After you have successfully 

      * generated a phylogeny (and put it in 
                               <SIFTER>/reconciled/reconciled-<FAMILY>.nex)
      * generated a .pli file (and put it in
			       <SIFTER>/proteins/proteinfamily-<FAMILY>.pli)
      * download the appropriate ontology (from Gene Ontology, renamed 
        if necessary and placed in <SIFTER>/data/function.ontology)
      * made the java code

then type:

% java -jar sifter.jar <FAMILY> --generate

which will generate the parameter files. Feel free to edit them before
running SIFTER (as they are set to default values, although robust in practice):

% java -jar sifter.jar <FAMILY> -v

Then play around with learning parameters, different
datasets/phylogenies, cross validation, etc.

We have included files for a family called "test" to run here.
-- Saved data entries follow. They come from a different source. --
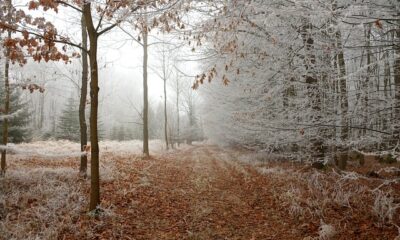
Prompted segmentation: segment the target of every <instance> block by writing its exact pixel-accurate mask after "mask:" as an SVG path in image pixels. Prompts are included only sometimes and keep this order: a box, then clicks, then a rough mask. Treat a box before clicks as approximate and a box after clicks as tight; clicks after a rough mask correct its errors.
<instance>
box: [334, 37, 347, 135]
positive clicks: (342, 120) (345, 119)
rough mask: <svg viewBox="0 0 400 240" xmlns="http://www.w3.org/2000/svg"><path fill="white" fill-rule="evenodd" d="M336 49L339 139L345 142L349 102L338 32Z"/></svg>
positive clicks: (341, 42)
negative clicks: (339, 96)
mask: <svg viewBox="0 0 400 240" xmlns="http://www.w3.org/2000/svg"><path fill="white" fill-rule="evenodd" d="M336 40H337V49H338V51H339V53H338V55H337V58H338V61H337V62H338V64H339V74H340V75H339V77H340V80H339V86H340V108H341V122H342V123H341V125H342V128H341V139H342V141H346V140H347V139H348V138H349V126H348V124H349V123H348V110H349V100H348V97H347V78H346V63H345V60H344V53H343V45H342V34H341V32H340V30H337V32H336Z"/></svg>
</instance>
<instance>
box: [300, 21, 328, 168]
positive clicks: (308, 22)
mask: <svg viewBox="0 0 400 240" xmlns="http://www.w3.org/2000/svg"><path fill="white" fill-rule="evenodd" d="M311 30H312V25H311V23H309V22H308V20H306V21H305V23H304V26H303V28H302V38H303V42H304V45H305V54H304V61H305V69H306V70H307V73H306V76H305V80H306V83H307V95H308V99H309V101H310V108H311V110H312V120H313V123H316V124H318V123H319V121H320V120H321V95H320V92H319V87H318V80H317V78H316V77H315V63H316V57H315V54H314V52H313V51H314V39H313V37H312V33H311ZM310 141H311V145H312V155H313V157H314V158H315V160H320V159H322V158H323V157H324V155H325V150H324V146H323V136H322V131H321V130H317V133H315V135H314V136H313V137H312V138H311V140H310Z"/></svg>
====================================================================
DEBUGGING
====================================================================

Please send any problems/comments/questions to bee@compbio.berkeley.edu

Also, if you have updated/improved/written any code, I'd love to see
it and incorporate it into the next release (with due credit).
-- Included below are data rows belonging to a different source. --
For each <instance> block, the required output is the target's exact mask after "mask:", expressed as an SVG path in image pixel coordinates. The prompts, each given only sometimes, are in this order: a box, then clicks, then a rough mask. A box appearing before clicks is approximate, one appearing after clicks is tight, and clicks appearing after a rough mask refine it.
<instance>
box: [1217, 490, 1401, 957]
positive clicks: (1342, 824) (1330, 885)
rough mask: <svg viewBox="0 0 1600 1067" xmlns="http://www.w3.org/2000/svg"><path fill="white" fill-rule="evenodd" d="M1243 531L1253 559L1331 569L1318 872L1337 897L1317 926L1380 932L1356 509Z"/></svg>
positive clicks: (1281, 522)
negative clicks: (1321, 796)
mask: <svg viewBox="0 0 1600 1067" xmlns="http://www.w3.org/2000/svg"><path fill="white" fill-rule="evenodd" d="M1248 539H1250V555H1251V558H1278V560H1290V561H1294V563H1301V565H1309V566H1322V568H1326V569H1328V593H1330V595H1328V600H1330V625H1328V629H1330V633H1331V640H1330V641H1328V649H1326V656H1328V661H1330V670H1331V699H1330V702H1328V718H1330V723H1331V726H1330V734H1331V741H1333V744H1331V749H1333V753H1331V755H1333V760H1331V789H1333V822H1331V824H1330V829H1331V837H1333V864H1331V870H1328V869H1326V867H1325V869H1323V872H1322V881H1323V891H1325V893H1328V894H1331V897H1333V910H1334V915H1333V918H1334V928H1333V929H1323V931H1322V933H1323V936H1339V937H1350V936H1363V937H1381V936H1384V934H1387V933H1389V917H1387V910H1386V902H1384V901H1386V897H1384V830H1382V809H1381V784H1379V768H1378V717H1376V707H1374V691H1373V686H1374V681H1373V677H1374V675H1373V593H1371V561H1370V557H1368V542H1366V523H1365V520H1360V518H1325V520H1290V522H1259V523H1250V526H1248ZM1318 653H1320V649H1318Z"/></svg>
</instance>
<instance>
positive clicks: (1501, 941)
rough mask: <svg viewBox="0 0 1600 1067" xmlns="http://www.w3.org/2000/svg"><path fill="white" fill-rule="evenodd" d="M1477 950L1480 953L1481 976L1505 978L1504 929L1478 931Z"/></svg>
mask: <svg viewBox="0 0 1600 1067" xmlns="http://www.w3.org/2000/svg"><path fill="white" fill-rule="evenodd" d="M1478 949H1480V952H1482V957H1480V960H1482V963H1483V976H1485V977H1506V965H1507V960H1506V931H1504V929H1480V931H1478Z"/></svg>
====================================================================
SIFTER output
====================================================================

The output for SIFTER (running inference) is a tab-delimited file
(default: output/default.rdata) with the following columns:

<NODE NAME> <POSTERIOR FN1> ... <POSTERIOR FNm> <MAX POSTERIOR PREDICTION>

The order of the functions is identical to the order in the transition
matrix parameter file (data/infer-<FAMILY>.fx): see initial row for
specific order.

The output for SIFTER (running EM) is the scale and transition matrix
parameter files. Where they are exactly is output at the end of EM.

The output for SIFTER (running leave-one-out cross-validation) is in
the command line: the percentage of left-out elements that are correct
according to their annotations. However, these are often wrong, so I'd
would advise you to double check them manually from the output (I was
lazy enough not to consider ties in posterior probabilities).